4. Recommandations stratégiques pour accélérer la croissance des MedTech françaises
Dans un tel contexte, les entreprises MedTech françaises doivent adopter des stratégies ciblées pour transformer ces obstacles en opportunités. Voici les axes stratégiques prioritaires pour renforcer leur compétitivité et soutenir l’innovation, à la lumière du 18e rapport Pulse of the MedTech Industry d’EY :
Renforcer la conformité réglementaire et l’anticipation
- Une approche « conformité by design » doit être adoptée pour intégrer les exigences des cadres tels que le MDR, l’IA Act ou le PGSSI-S dès les premières étapes de développement des produits.

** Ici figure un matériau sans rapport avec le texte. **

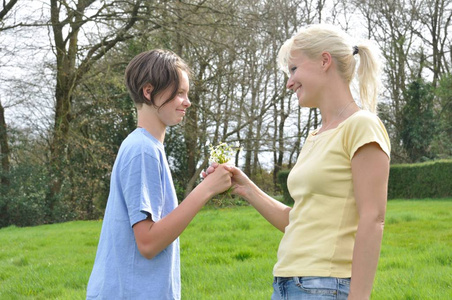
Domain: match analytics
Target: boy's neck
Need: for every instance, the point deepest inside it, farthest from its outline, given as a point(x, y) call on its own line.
point(148, 121)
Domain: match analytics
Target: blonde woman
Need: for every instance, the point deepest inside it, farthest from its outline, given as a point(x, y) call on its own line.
point(332, 235)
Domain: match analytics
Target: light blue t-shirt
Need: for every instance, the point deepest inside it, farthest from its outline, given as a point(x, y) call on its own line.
point(141, 186)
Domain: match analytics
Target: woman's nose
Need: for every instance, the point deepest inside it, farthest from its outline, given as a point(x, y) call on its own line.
point(289, 84)
point(187, 102)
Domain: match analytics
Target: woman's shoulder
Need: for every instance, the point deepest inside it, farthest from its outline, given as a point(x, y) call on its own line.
point(363, 118)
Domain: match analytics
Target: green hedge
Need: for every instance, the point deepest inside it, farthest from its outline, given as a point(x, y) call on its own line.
point(423, 180)
point(407, 181)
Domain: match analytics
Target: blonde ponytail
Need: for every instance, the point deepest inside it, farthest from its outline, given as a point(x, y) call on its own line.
point(314, 39)
point(368, 76)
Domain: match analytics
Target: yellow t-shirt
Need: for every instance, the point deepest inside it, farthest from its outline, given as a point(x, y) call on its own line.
point(320, 237)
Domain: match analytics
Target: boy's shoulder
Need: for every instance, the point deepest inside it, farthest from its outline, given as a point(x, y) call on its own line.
point(139, 142)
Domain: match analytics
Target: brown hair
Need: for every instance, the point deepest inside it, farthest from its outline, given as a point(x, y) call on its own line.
point(159, 68)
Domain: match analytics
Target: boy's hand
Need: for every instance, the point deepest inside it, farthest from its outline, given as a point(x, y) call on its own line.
point(219, 179)
point(209, 170)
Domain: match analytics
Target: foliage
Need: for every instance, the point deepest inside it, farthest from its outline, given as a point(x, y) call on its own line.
point(229, 254)
point(418, 122)
point(442, 141)
point(422, 180)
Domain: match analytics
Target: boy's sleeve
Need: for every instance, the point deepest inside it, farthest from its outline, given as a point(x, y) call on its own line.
point(143, 189)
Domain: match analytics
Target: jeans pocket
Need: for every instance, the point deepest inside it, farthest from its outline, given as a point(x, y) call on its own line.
point(324, 286)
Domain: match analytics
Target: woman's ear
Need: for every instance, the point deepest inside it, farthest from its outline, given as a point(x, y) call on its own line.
point(326, 60)
point(147, 90)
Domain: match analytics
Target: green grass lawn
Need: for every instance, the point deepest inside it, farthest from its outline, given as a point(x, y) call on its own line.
point(229, 254)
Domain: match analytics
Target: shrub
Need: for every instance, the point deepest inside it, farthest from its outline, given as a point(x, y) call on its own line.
point(422, 180)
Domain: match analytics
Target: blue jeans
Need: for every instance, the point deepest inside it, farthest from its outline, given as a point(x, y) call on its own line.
point(310, 288)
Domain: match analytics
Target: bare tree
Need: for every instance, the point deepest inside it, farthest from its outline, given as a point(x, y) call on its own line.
point(74, 60)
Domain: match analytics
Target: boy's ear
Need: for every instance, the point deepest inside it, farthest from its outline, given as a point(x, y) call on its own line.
point(147, 90)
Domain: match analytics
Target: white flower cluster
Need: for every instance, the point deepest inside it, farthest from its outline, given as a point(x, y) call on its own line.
point(221, 154)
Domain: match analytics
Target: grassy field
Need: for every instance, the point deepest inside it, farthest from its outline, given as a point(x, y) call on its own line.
point(229, 254)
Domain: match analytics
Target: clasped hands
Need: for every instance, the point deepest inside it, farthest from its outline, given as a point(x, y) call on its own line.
point(238, 178)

- Les entreprises doivent investir dans des programmes de formation et des outils adaptés pour garantir que leurs collaborateurs maîtrisent pleinement les nouveaux cadres réglementaires.
Favoriser la diversification et l’innovation
- Équilibrer innovation interne et acquisitions : combiner un pipeline R&D solide avec une stratégie d’acquisitions ciblées pour diversifier les portefeuilles et s’étendre dans des segments innovants comme la neuro-technologie ou les dispositifs connectés.
- Intégrer des solutions d’intelligence artificielle et de cloud computing permettant d’optimiser la chaîne d’approvisionnement, de réduire les coûts opérationnels et d’enrichir l’offre produit avec des dispositifs mini-invasifs et connectés.
- Investir dans la force commerciale et le direct-to-consumer (DTC) : renforcer les équipes commerciales et explorer les canaux de vente directe pour cibler les consommateurs finaux, en particulier pour les dispositifs de santé grand public, pour élargir les opportunités de revenus tout en stimulant l'engagement client.
Le secteur MedTech en France est à l’aube de transformations majeures. Face à un environnement en constante évolution, définir une stratégie claire et ambitieuse sera essentiel pour surmonter les challenges et saisir les opportunités qui se dessinent.